Allarme di Domenicone, presidente Coldiretti Penne: per gli agricoltori aumenti fino al 300 per cento Gravi problemi anche per gli allevatori: «Lievitati i costi di mangimi, cereali, pezzi di ricambio e gasolio»
PENNE. I rincari energetici e dei prezzi delle materie prime non hanno messo in seria difficoltà solo famiglie e Comuni, ma hanno travolto anche il comparto zootecnico e agricolo vestino. E nonostante alcune aziende abbiano aumentato il prezzo del latte di 4 centesimi al litro non sono riuscite a coprire i rincari dell'ultimo anno, che hanno inciso per 10 centesimi al litro. A fotografare la difficile situazione del comparto zootecnico e agricolo vestino è il presidente di Coldiretti Penne, Federico Domenicone, che è anche consigliere comunale di maggioranza con delega all'Agricoltura.
«Nell'area vestina si contano circa 50 aziende zootecniche che ormai sono arrivate al collasso. Chi alleva bestiame da carne», spiega Domenicone, «spesso assiste al mancato ritiro dei capi pronti alla macellazione, per cui le entrate economiche ovviamente sono drasticamente ridotte. Abbiamo registrato un aumento del prezzo dei mangimi e dei cereali del 30% e del gasolio agricolo del 70%, in meno di un mese», sottolinea ancora il presidente di Coldiretti Penne, «e ci sono stati tagli nelle assegnazioni annuali da parte dell'ufficio Uma della Regione Abruzzo che aggravano ancor di più il caro gasolio».
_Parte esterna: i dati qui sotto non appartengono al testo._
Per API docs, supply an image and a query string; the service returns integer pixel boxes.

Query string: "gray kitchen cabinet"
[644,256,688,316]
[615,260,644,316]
Gli aumenti hanno riguardato anche i pezzi di ricambio per i mezzi agricoli: lo spago rete ed il filo per fienagione, ad esempio, costano il 30% in più. Il costo dell'energia, poi, ha fatto registrare rincari nel comparto agricolo dal 100 al 300%. «In tutto il settore agricolo, nelle forniture, ci sono stati aumenti che variano dal 30 al 300%», spiega ancora Federico Domenicone.
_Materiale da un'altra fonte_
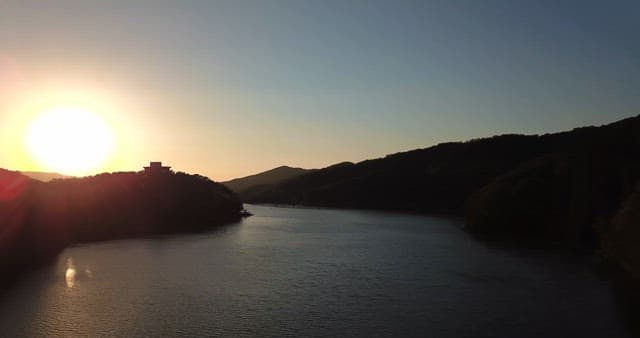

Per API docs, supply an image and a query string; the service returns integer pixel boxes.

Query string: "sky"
[0,0,640,181]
«La stabilità della rete zootecnica è importante a livello economico, sociale ed ambientale», dice il presidente di Coldiretti Penne. «Quando una stalla chiude si perde un intero sistema fatto di animali, di prati per il foraggio, di formaggi tipici e soprattutto di persone impegnate a combattere, spesso da intere generazioni, lo spopolamento e il degrado dei territori soprattutto in zone svantaggiate».
Gli aumenti dell’ultimo periodo hanno reso ancora più complicata una situazione che già da qualche tempo procedeva tra mille difficoltà. Nell'area vestina sono circa 500 le aziende agricole presenti e, soprattutto negli ultimi cinque anni, hanno dovuto fare i conti con problemi di non poco conto: dai crolli delle stalle causati dal maltempo alle conseguenti morti del bestiame. Negli ultimi due anni hanno resistito alla pandemia legata al coronavirus senza registrare chiusure, ma tantissime aziende agricole sono andate ad un passo dal fallimento. I divieti e le zone rosse del 2020 e del 2021 hanno pesato non poco sul futuro di molti giovani imprenditori.
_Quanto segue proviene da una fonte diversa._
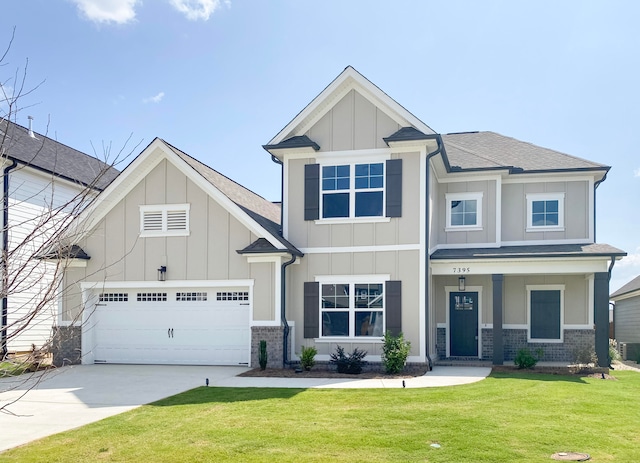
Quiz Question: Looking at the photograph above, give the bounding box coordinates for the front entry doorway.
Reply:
[449,292,478,357]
Nelle ultime festività pasquali, ad esempio, sono rimasti invenduti tanti agnelli abruzzesi, così come tante forme di formaggio, a partire dal pecorino di Farindola. «È una situazione che si protrae da troppo tempo, senza alcun aiuto che possa scongiurare la chiusura di tante aziende zootecniche e di tutto il comparto agricolo del nostro territorio», conclude il presidente di Coldiretti Penne.
La speranza è quest'anno la situazione sia diversa, altrimenti il rischio di chiusura per molti imprenditori della zootecnica sarà una dura e amara realtà.